Rabindranath Tagore (1860-1940) received the Nobel Prize for literature in 1913 for his collection of poems Gitanjali, Song Offerings (a compilation of different collections with only 53 of the original Bengali Gitanjali poems), was the first non-European Nobel Prize, representing India, and therefore the first Nobel prize from the Far East. Venerated as a poet and writer who excelled in various genres, he also was an educator who created a new highly qualified education system, a thinker, reformer, revolutionary, world traveler, painter, political activist, agricultural reformer, and messenger between East and West who met with the greatest of all continents and fueled the much needed dialogue between cultures and civilizations. His interest in science led him to meet Einstein; less is known of his encounter with Werner Heisenberg, one of the founders of quantum physics. Two of his poems have become anthems (India and Bangladesh), and the school and college he founded remain reputable institutions.
Shortly before his Gitanjali, Song Offerings, published in 1912 in London, Tagore published in 1910, Calcutta, his 157 poems in Bengali, Gitanjali, which were the basis of his text rewarded by the Nobel prize. Today, a hundred years later, The Original Gitanjali by Rabindranath Tagore is the first translation directly from Bengali to English of the entire 157 original poems, accomplished by a renowned Bengali linguist and Tagore specialist, poet, and writer.
Romain Rolland (Nobel 1915) commented: “Tagore is for us the symbol of the spirit, light and harmony, the song of eternity that rises from the sea of passions unleashed“.
The Nobel committee said: “…its rhythmic and balanced style … combines both feminine grace of poetry with manly strength of prose“.

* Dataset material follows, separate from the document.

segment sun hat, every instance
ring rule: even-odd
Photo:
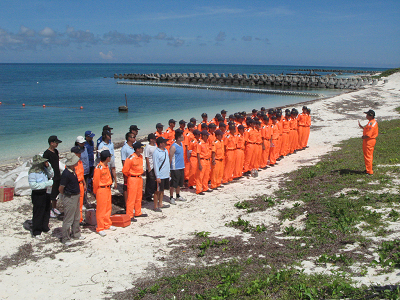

Udaya Narayana Singh, a linguistics professor, renowned poet-essayist and former Vice President of the Visa-Bharati University (Wikipedia) founded by Tagore, has undertaken the challenge to highlight the beauty of rhythm and sound of the Bengali language, which is the base of the magic developed with mastery by Tagore, and thus offers us, as faithfully as possible, a milestone translation, the authentic song that Tagore gave the world. In the depth analysis preceding Tagore’s poems, Singh also discusses the translations of 1914 André Gide and Juan Ramón Jiménez. Here, for the first time, we get an insight into the roots of these poems and discover a Tagore “not Westernized” but more universal than ever.